For dividends, it's hard to go past Telstra Corporation Ltd (ASX: TLS).
A 28-cent fully franked payment, backed by huge cash flows, has been a standard feature of the telco giant for many years, that is, until it increased the payout in 2014.
And in 2015 it's expected to distribute 30 cents per share.
But its ultra-reliable dividend yield isn't the only reason shareholders can be optimistic about holding the stock over the long-term.
Telstra's strong push into Asia, epitomised by the recent acquisition of subsea cable owner Pacnet for $US697 million, holds significant growth potential.
Telstra CEO David Thodey said the company intends to draw one third of revenues from Asia by 2020. Pacnet would double its exposure to the region, according to Bank of America Merrill Lynch analyst Sameer Chopra.

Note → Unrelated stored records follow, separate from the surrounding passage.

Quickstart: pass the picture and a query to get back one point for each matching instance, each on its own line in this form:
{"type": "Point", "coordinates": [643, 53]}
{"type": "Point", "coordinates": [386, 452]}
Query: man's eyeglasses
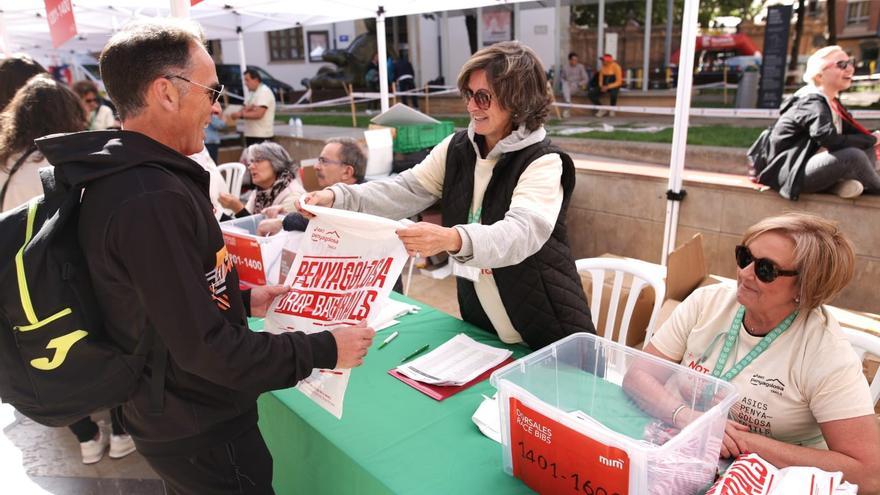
{"type": "Point", "coordinates": [843, 64]}
{"type": "Point", "coordinates": [324, 161]}
{"type": "Point", "coordinates": [215, 91]}
{"type": "Point", "coordinates": [482, 98]}
{"type": "Point", "coordinates": [765, 269]}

Its push into Asia is well timed.
Indeed the government's NBNCo is set to take control of Telstra's 100-year old copper cable networks for its fibre optic rollout. This will reduce the telcos extremely lucrative right to charge rivals such as iiNet Limited (ASX: IIN) and Optus – owned by Singapore Telecommunications Ltd (CHESS) (ASX: SGT) – to access its infrastructure.

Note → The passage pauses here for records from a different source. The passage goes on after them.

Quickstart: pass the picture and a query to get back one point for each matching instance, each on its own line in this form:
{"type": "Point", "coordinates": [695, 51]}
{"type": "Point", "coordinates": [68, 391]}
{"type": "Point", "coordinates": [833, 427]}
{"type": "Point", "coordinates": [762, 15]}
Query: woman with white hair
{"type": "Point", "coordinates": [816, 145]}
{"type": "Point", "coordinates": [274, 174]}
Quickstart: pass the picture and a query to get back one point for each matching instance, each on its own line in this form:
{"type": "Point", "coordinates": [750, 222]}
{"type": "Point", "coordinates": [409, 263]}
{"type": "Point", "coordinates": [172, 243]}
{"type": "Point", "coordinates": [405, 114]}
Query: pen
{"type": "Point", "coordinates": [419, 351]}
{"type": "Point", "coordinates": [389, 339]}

However, Telstra's leading position in wireless networks, such as mobile and the recent nationwide Wi-Fi rollout, means it is likely to remain Australia's dominant telco for some time yet.
Buy, Hold or Sell?
If you're in the market for reliable high-yielding dividend stocks, Telstra should be at the top of your list. However at today's price of around $6.00 per share, it's no bargain. Therefore prudent long-term investors are advised to hold-off entering the stock, for now.